Peter Wood, executive director of the National Association of Scholars, a group that has long pushed for more rigor in the college curriculum and advocated an emphasis on the importance of core knowledge, said the current debate surrounding the measurement of learning outcomes is analogous to a theoretical game of tug of war, with fundamentally different types of thinkers and schools of thought on either end.
On one side, Wood envisions American figures of technical practicality, embodied by individuals such as Benjamin Franklin and Eli Whitney. On the other end of the rope, Wood describes more “intellectual explorers,” represented by scholars such as Thomas Jefferson and Henry David Thoreau. This creative tension of ideas, he said, is nowhere more present than in American higher education. Furthering his tug-of-war analogy, Wood asked those in attendance to imagine a Harpo Marx-like figure with a pair of scissors cutting the rope between these two opposing sides, thus representing the collapse of the liberal arts as most educators know of and instruct them. According to Wood, in light of recent discussion and debate from the Department of Education, the mischievous Marx-like figure is none other than Education Secretary Margaret Spellings and her scissors the outcome assessments being touted during her term in office.
The department’s insistence on testing for specific learning outcomes – even in the liberal arts, where outcomes may be less obvious – provide what he called a “severely impoverished view of what higher education should be.” The push to focus on learning outcomes at the college level, according to Wood, are “a distraction and, at worse, a menace” for instructors. Promoting learning outcome assessments, Wood said, assumes all collegiate courses have a specified skill-set of knowledge that can be identified in advance of having these courses instructed.

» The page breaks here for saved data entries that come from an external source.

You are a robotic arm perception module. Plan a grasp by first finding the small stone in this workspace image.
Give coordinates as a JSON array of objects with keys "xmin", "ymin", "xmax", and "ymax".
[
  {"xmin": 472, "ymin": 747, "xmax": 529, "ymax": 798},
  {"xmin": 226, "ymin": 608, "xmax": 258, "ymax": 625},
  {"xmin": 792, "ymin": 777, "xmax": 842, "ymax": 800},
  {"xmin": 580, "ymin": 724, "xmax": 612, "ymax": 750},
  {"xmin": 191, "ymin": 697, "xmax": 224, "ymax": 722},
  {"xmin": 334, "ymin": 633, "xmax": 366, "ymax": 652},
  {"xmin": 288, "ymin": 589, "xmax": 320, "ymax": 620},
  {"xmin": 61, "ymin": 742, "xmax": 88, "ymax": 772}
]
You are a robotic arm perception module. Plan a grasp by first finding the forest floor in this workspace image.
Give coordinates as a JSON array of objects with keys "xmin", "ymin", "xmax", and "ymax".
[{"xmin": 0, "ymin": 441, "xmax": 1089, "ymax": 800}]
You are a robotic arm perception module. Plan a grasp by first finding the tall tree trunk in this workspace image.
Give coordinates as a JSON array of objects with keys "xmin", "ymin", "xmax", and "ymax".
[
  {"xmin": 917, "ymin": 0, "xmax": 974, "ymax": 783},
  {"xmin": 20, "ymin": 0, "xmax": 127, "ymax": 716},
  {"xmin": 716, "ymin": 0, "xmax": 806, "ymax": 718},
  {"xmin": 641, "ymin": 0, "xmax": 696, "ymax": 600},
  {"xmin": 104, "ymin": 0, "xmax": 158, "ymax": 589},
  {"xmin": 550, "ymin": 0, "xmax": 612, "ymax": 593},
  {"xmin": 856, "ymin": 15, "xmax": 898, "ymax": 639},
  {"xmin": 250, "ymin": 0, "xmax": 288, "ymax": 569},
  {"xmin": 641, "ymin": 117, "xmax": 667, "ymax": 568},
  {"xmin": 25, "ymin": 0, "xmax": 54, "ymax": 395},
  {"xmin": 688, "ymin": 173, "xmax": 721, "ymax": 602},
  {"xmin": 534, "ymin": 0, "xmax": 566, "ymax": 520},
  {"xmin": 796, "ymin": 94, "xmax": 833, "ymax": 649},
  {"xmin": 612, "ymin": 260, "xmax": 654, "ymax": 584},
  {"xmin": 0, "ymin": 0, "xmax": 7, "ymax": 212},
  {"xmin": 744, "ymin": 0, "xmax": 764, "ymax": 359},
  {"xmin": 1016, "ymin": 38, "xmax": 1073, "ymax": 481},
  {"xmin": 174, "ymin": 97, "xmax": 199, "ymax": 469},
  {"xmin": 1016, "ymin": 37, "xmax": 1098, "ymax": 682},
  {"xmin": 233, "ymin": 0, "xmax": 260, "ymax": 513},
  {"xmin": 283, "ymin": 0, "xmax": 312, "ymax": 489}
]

In his experience, he noted that some instructors simply ignore these outcome guidelines and teach as they normally would have done so, regardless of their listing.
“We bluff,” Wood said of some instructors who identify quantifiable sets of skills or knowledge, noting that accreditation reviews typically verify only what a college sets out to accomplish. “We think this is nonsense. We think this is crap. We put on paper what we’re going to do and then do something else anyway.”
Though Jones, a self-professed advocate of rigorous academic assessments, shared some of Wood’s criticisms, she was less critical of Spellings and the department’s intentions. Jones said, when faced with the pressures of assessing the value higher education, Spellings did, what she said “all secretaries are supposed to do,” and asked the hard questions of her colleagues concerning an arguably underperforming system. Considering American institutions are autonomous in nature and serve the needs of their students and not directly those of the government, Jones said accreditation is the most effective tool the department has to assess the value of institutions.
She also noted that some accreditors do not know how to handle or classify certain courses being taught under the label of the “liberal arts.” Jones noted, for example, hearing about a course entitled “Pornography and Victorian Poetry: A Modern Approach.” Not judging the value of such off-beat courses, Jones questioned whether accreditors know what to make of such courses. With accreditors increasingly under the pressure of the government, Jones explained the potential focus on learning outcomes, in relation to the sometime indefinable assessment of classroom skills, can only show the success of admissions officers and not always that of teachers. The Commission on the Future of Higher Education’s focus on learning outcome assessments were “in good intent,” according to Jones, but “shortsighted.”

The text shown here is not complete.